On the previous page, we only stated the conclusions regarding the density distribution of \(SO(3)\) in Rodrigues space. Here we explain the concept of the Jacobian that underlies it. In a nutshell, the Jacobian is a quantity that represents “how much an infinitesimal length, area, or volume is scaled up or down by a coordinate transformation.” It becomes easier to understand if you think of it as the multivariable version of the single-variable derivative \(dx/dt\).

What Is a Determinant?

Before explaining the Jacobian, let us first review the meaning of the determinant (feel free to skip this section if you don’t need it). A determinant is a scalar quantity defined for a square matrix. Here we consider a \(3 \times 3\) matrix$$
M=\begin{pmatrix} a_x & b_x & c_x\\ a_y & b_y & c_y\\ a_z & b_z & c_z\end{pmatrix}
=\left(\begin{array}{c|c|c} & & \\ \mathbf{a} & \mathbf{b} & \mathbf{c}\\ & & \end{array}\right)
$$ \(\mathbf{a} , \mathbf{b} , \mathbf{c}\) are 3-dimensional column vectors, but when they appear in the formulas below, please think of them simply as 3-dimensional vectors. The determinant of this matrix is given1 by $$\det M
=a_x ( b_y c_z-c_y b_z)-b_x (a_y c_z-c_y a_z )+c_x(a_y b_z -b_y a_z )
= \mathbf{a} \cdot (\mathbf{b} \times \mathbf{c}) = \mathbf{b} \cdot (\mathbf{c} \times \mathbf{a}) = \mathbf{c} \cdot (\mathbf{a} \times \mathbf{b})
$$ Here, \(\cdot\) denotes the inner product and \(\times\) denotes the cross product.
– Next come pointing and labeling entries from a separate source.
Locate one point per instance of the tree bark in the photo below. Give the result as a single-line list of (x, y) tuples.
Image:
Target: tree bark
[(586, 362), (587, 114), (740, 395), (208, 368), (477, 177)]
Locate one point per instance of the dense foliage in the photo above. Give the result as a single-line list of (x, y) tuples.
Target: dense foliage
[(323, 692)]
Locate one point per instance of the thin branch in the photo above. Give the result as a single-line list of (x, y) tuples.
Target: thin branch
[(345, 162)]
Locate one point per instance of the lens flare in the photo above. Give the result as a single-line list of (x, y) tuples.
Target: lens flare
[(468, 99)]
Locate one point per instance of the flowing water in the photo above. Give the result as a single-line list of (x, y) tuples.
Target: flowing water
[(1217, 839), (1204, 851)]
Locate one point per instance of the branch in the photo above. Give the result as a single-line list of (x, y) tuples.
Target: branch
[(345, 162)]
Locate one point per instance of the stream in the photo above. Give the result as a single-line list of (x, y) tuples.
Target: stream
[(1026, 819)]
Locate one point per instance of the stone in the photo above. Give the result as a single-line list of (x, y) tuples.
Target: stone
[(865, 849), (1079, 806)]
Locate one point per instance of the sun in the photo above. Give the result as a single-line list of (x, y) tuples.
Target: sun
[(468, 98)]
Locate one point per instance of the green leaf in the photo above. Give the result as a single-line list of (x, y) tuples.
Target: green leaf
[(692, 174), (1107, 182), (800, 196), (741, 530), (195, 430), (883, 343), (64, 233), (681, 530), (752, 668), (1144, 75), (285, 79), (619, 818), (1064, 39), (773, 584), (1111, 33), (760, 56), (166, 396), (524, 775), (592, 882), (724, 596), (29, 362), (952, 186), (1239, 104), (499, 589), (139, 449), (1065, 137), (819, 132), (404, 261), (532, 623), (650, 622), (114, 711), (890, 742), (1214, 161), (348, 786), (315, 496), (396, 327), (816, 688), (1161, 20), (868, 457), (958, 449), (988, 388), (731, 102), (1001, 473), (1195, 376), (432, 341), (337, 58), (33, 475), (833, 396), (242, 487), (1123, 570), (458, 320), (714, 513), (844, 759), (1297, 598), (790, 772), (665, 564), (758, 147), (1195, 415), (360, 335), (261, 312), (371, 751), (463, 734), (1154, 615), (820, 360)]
Let us consider what this quantity means.

First, given three vectors \( \mathbf{u}, \mathbf{v}, \mathbf{w}\) in 3-dimensional space, the volume \(V\) of the parallelepiped they span is2$$
V=\mathbf{u} \cdot (\mathbf{v} \times \mathbf{w})
$$ Now, let \( \mathbf{u}’,\mathbf{v}’,\mathbf{w}’\) be the vectors obtained by applying the linear transformation \(M\) to \( \mathbf{u}, \mathbf{v}, \mathbf{w}\). The volume \(V’\) of the parallelepiped they span satisfies3$$
V’=\mathbf{u}’ \cdot (\mathbf{v}’ \times \mathbf{w}’)
= [\mathbf{u}\cdot (\mathbf{v} \times \mathbf{w}) ][\mathbf{a} \cdot ( \mathbf{b} \times \mathbf{c}) ]
= V \det M
$$

In other words, the determinant \(\det M\) represents the ratio of volume change before and after applying the linear transformation \(M\). Note that “volume” should be read as “length” if the matrix dimension is 1, “area” if 2, “volume” if 3, and “hypervolume” if 4 or more.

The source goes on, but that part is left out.